Assuming that your tables of interest have (or can be augmented with) a unique, indexed, sequential key, then you will get much much better value out of simply issuing SELECT ... FROM table ... WHERE key > :last_max_key with output to a file, where last_max_key is the last key value from the last extraction (0 if first extraction.) This incremental, decoupled approach avoids introducing trigger latency in the insertion datapath (be it custom triggers or modified Slony), and depending on your setup could scale better with number of CPUs etc. (However, if you also have to track UPDATEs, and the sequential key was added by you, then your UPDATE statements should SET the key column to NULL so it gets a new value and gets picked by the next extraction. You would not be able to track DELETEs without a trigger.) Is this what you had in mind when you mentioned Talend?
I would not use the logging facility unless you cannot implement the solution above; logging most likely involves locking overhead to ensure log lines are written sequentially and do not overlap/overwrite each other when multiple backends write to the log (check the Postgres source.) The locking overhead may not be catastrophic, but you can do without it if you can use the incremental SELECT alternative. Moreover, statement logging would drown out any useful WARNING or ERROR messages, and the parsing itself will not be instantaneous.

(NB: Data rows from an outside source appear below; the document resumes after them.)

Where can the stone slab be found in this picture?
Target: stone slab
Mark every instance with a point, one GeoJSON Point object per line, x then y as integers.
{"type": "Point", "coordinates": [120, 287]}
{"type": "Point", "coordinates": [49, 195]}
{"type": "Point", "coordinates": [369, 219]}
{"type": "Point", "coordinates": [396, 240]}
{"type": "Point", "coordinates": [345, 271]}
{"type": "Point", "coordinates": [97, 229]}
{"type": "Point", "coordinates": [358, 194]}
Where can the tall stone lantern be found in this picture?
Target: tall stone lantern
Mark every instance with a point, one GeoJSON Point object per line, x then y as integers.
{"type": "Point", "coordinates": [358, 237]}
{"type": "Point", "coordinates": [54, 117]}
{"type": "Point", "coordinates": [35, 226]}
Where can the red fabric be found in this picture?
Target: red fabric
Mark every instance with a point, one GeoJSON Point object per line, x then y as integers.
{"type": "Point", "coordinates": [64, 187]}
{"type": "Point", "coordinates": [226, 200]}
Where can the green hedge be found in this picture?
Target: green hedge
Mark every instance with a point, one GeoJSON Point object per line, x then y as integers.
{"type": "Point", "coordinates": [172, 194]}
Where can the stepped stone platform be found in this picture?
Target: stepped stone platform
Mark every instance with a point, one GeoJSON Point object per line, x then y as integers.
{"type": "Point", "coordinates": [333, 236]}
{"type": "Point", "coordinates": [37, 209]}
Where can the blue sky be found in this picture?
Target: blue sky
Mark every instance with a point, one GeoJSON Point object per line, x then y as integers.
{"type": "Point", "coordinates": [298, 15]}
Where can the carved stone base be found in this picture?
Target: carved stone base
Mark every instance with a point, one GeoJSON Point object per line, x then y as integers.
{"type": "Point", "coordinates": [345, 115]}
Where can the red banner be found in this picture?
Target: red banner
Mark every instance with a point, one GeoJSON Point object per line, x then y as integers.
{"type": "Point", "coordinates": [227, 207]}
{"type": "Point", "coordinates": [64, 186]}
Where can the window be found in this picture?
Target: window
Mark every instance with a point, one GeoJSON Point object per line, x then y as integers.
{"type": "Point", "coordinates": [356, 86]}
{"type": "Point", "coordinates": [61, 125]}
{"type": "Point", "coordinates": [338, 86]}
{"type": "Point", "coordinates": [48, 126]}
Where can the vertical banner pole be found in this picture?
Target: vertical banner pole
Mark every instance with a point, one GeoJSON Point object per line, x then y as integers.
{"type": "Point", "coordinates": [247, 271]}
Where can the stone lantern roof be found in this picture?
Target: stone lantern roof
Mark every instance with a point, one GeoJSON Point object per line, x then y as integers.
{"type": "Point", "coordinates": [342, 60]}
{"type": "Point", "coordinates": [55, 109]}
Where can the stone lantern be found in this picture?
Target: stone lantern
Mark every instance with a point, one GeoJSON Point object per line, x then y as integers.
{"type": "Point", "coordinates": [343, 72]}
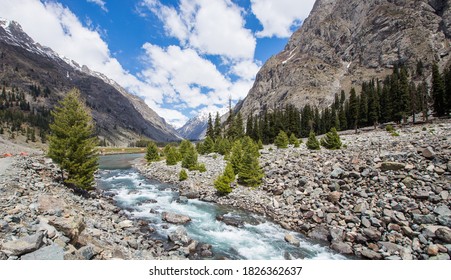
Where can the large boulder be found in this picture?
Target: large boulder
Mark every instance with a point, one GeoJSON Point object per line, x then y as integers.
{"type": "Point", "coordinates": [292, 240]}
{"type": "Point", "coordinates": [52, 252]}
{"type": "Point", "coordinates": [70, 226]}
{"type": "Point", "coordinates": [175, 218]}
{"type": "Point", "coordinates": [394, 166]}
{"type": "Point", "coordinates": [24, 245]}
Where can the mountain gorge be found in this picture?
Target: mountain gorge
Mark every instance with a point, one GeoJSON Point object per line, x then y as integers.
{"type": "Point", "coordinates": [345, 43]}
{"type": "Point", "coordinates": [120, 117]}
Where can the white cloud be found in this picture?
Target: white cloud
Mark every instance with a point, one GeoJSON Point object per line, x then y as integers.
{"type": "Point", "coordinates": [100, 3]}
{"type": "Point", "coordinates": [173, 77]}
{"type": "Point", "coordinates": [213, 27]}
{"type": "Point", "coordinates": [279, 17]}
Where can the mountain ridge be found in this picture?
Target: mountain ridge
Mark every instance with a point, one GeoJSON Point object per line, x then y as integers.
{"type": "Point", "coordinates": [343, 43]}
{"type": "Point", "coordinates": [121, 117]}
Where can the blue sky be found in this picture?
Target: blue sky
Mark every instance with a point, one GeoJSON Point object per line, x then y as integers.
{"type": "Point", "coordinates": [181, 56]}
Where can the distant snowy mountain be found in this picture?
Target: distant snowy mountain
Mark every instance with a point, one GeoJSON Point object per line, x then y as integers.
{"type": "Point", "coordinates": [196, 128]}
{"type": "Point", "coordinates": [120, 116]}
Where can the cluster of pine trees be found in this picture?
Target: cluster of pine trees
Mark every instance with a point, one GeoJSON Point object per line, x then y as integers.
{"type": "Point", "coordinates": [17, 116]}
{"type": "Point", "coordinates": [400, 95]}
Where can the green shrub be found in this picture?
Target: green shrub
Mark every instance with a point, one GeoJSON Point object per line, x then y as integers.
{"type": "Point", "coordinates": [294, 140]}
{"type": "Point", "coordinates": [152, 153]}
{"type": "Point", "coordinates": [332, 140]}
{"type": "Point", "coordinates": [281, 140]}
{"type": "Point", "coordinates": [312, 142]}
{"type": "Point", "coordinates": [183, 175]}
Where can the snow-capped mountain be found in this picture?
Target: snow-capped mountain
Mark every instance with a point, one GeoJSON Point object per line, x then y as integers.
{"type": "Point", "coordinates": [196, 128]}
{"type": "Point", "coordinates": [120, 116]}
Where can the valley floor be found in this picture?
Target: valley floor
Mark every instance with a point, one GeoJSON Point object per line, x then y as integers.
{"type": "Point", "coordinates": [381, 197]}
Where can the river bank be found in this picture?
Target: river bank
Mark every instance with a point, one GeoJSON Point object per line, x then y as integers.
{"type": "Point", "coordinates": [382, 197]}
{"type": "Point", "coordinates": [42, 219]}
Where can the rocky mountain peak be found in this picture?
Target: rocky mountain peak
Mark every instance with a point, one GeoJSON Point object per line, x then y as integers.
{"type": "Point", "coordinates": [345, 42]}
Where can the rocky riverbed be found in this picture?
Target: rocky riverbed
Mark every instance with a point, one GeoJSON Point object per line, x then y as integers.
{"type": "Point", "coordinates": [42, 219]}
{"type": "Point", "coordinates": [380, 197]}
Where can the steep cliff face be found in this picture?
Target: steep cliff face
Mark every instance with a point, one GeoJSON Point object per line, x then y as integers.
{"type": "Point", "coordinates": [345, 42]}
{"type": "Point", "coordinates": [120, 117]}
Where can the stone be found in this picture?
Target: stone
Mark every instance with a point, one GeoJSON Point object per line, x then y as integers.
{"type": "Point", "coordinates": [125, 224]}
{"type": "Point", "coordinates": [337, 173]}
{"type": "Point", "coordinates": [445, 221]}
{"type": "Point", "coordinates": [334, 197]}
{"type": "Point", "coordinates": [319, 233]}
{"type": "Point", "coordinates": [442, 210]}
{"type": "Point", "coordinates": [428, 153]}
{"type": "Point", "coordinates": [342, 247]}
{"type": "Point", "coordinates": [179, 235]}
{"type": "Point", "coordinates": [86, 252]}
{"type": "Point", "coordinates": [25, 244]}
{"type": "Point", "coordinates": [230, 220]}
{"type": "Point", "coordinates": [372, 234]}
{"type": "Point", "coordinates": [444, 234]}
{"type": "Point", "coordinates": [175, 218]}
{"type": "Point", "coordinates": [423, 219]}
{"type": "Point", "coordinates": [52, 252]}
{"type": "Point", "coordinates": [292, 240]}
{"type": "Point", "coordinates": [70, 226]}
{"type": "Point", "coordinates": [370, 254]}
{"type": "Point", "coordinates": [408, 182]}
{"type": "Point", "coordinates": [393, 166]}
{"type": "Point", "coordinates": [432, 250]}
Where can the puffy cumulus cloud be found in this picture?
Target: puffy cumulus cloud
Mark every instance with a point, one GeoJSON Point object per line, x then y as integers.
{"type": "Point", "coordinates": [279, 17]}
{"type": "Point", "coordinates": [99, 3]}
{"type": "Point", "coordinates": [213, 27]}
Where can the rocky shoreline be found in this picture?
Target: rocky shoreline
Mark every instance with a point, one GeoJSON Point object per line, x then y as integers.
{"type": "Point", "coordinates": [381, 197]}
{"type": "Point", "coordinates": [42, 219]}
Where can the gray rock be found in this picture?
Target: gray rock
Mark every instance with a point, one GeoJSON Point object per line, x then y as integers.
{"type": "Point", "coordinates": [25, 244]}
{"type": "Point", "coordinates": [125, 224]}
{"type": "Point", "coordinates": [179, 235]}
{"type": "Point", "coordinates": [445, 220]}
{"type": "Point", "coordinates": [71, 226]}
{"type": "Point", "coordinates": [334, 197]}
{"type": "Point", "coordinates": [428, 153]}
{"type": "Point", "coordinates": [342, 247]}
{"type": "Point", "coordinates": [175, 218]}
{"type": "Point", "coordinates": [394, 166]}
{"type": "Point", "coordinates": [292, 240]}
{"type": "Point", "coordinates": [337, 173]}
{"type": "Point", "coordinates": [423, 219]}
{"type": "Point", "coordinates": [444, 234]}
{"type": "Point", "coordinates": [372, 234]}
{"type": "Point", "coordinates": [230, 220]}
{"type": "Point", "coordinates": [442, 210]}
{"type": "Point", "coordinates": [52, 252]}
{"type": "Point", "coordinates": [320, 233]}
{"type": "Point", "coordinates": [370, 254]}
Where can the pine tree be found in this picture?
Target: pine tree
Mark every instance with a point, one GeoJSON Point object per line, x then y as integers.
{"type": "Point", "coordinates": [331, 140]}
{"type": "Point", "coordinates": [281, 140]}
{"type": "Point", "coordinates": [250, 173]}
{"type": "Point", "coordinates": [236, 156]}
{"type": "Point", "coordinates": [172, 156]}
{"type": "Point", "coordinates": [190, 158]}
{"type": "Point", "coordinates": [438, 92]}
{"type": "Point", "coordinates": [217, 126]}
{"type": "Point", "coordinates": [208, 145]}
{"type": "Point", "coordinates": [353, 109]}
{"type": "Point", "coordinates": [210, 128]}
{"type": "Point", "coordinates": [183, 175]}
{"type": "Point", "coordinates": [312, 142]}
{"type": "Point", "coordinates": [152, 153]}
{"type": "Point", "coordinates": [294, 141]}
{"type": "Point", "coordinates": [71, 143]}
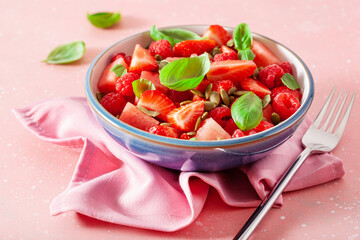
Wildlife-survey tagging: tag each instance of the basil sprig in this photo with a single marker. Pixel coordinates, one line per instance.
(104, 19)
(185, 73)
(290, 81)
(243, 41)
(173, 35)
(66, 53)
(247, 111)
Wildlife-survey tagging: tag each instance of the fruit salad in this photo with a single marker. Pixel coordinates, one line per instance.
(210, 87)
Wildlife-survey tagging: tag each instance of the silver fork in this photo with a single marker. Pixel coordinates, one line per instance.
(316, 139)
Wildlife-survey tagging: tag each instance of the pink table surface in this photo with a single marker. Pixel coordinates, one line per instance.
(325, 34)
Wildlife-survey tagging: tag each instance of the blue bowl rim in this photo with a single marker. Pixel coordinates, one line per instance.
(138, 133)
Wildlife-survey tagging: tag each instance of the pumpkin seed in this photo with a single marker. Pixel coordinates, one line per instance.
(224, 97)
(208, 105)
(148, 112)
(197, 92)
(275, 118)
(214, 97)
(208, 90)
(197, 124)
(266, 100)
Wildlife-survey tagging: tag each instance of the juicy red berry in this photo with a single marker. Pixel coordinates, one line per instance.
(285, 105)
(165, 131)
(222, 84)
(284, 89)
(221, 115)
(270, 76)
(286, 67)
(226, 56)
(230, 126)
(237, 133)
(124, 84)
(113, 102)
(162, 48)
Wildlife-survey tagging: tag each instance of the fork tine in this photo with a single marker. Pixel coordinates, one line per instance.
(321, 114)
(340, 130)
(326, 123)
(338, 113)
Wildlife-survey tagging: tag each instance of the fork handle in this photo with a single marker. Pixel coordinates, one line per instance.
(269, 200)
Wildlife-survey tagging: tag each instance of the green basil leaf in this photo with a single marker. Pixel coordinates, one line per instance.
(246, 54)
(119, 70)
(185, 73)
(247, 111)
(104, 19)
(66, 53)
(141, 85)
(242, 37)
(290, 81)
(174, 35)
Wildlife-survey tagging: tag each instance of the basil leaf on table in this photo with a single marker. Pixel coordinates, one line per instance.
(247, 111)
(289, 81)
(66, 53)
(185, 73)
(243, 41)
(173, 35)
(104, 19)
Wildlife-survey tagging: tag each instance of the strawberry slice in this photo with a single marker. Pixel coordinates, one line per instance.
(107, 81)
(231, 69)
(184, 117)
(263, 56)
(218, 34)
(250, 84)
(142, 60)
(188, 47)
(155, 100)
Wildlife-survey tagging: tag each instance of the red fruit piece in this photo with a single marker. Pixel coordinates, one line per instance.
(165, 131)
(231, 70)
(284, 89)
(250, 84)
(237, 133)
(286, 67)
(221, 115)
(222, 84)
(218, 34)
(188, 47)
(184, 117)
(142, 60)
(226, 56)
(271, 76)
(124, 84)
(113, 102)
(162, 48)
(263, 56)
(107, 81)
(285, 105)
(155, 100)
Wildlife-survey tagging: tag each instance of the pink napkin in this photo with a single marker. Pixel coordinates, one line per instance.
(112, 185)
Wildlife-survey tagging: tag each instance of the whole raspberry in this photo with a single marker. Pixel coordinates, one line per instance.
(221, 115)
(286, 67)
(270, 76)
(113, 102)
(226, 56)
(222, 84)
(162, 48)
(124, 84)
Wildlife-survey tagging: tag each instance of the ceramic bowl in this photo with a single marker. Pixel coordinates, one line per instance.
(184, 155)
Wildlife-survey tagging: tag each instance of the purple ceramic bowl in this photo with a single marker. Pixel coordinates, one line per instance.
(184, 155)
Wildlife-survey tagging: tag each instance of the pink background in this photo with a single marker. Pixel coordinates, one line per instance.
(325, 34)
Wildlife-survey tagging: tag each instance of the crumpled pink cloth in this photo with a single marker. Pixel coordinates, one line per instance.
(112, 185)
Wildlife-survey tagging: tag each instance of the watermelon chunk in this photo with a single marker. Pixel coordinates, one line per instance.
(136, 118)
(211, 130)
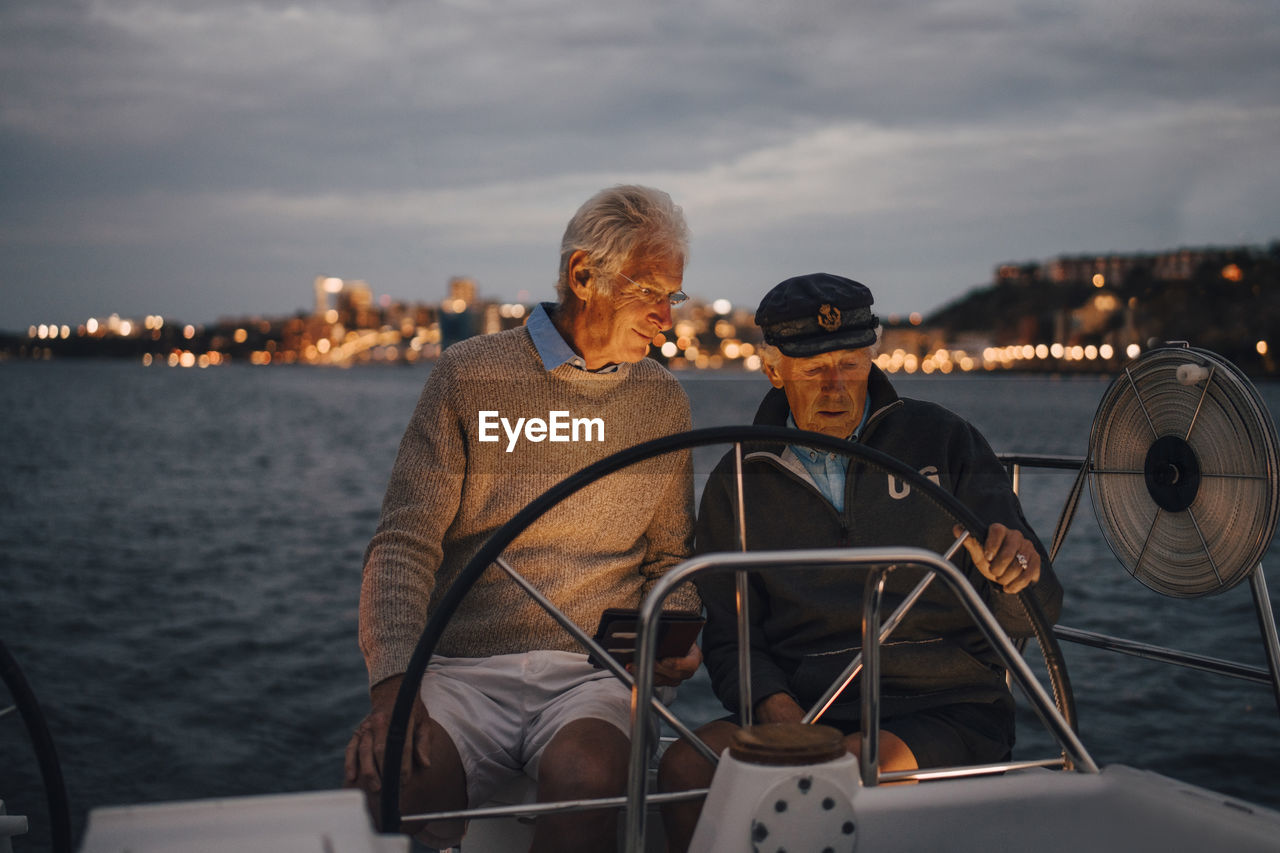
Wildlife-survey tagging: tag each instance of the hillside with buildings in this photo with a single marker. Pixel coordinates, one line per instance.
(1221, 299)
(1066, 314)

Unless you are willing to parse WALs (including transaction state tracking, and being ready to rewrite the code everytime you upgrade Postgres) I would not necessarily use the WALs either -- that is, unless you have the extra hardware available, in which case you could ship WALs to another machine for extraction (on the second machine you can use triggers shamelessly -- or even statement logging -- since whatever happens there does not affect INSERT/UPDATE/DELETE performance on the primary machine.) Note that performance-wise (on the primary machine), unless you can write the logs to a SAN, you'd get a comparable performance hit (in terms of thrashing filesystem cache, mostly) from shipping WALs to a different machine as from running the incremental SELECT.
if you can think of a 'checksum table' that contains only the id's and the 'checksum' you can not only do a quick select of the new records but also the changed and deleted records.
the checksum could be a crc32 checksum function you like.
The new ON CONFLICT clause in PostgreSQL has changed the way I do many updates. I pull the new data (based on a row_update_timestamp) into a temp table then in one SQL statement INSERT into the target table with ON CONFLICT UPDATE. If your target table is partitioned then you need to jump through a couple of hoops (i.e. hit the partition table directly). The ETL can happen as you load the the Temp table (most likely) or in the ON CONFLICT SQL (if trivial). Compared to to other "UPSERT" systems (Update, insert if zero rows etc.) this shows a huge speed improvement. In our particular DW environment we don't need/want to accommodate DELETEs. Check out the ON CONFLICT docs - it gives Oracle's MERGE a run for it's money!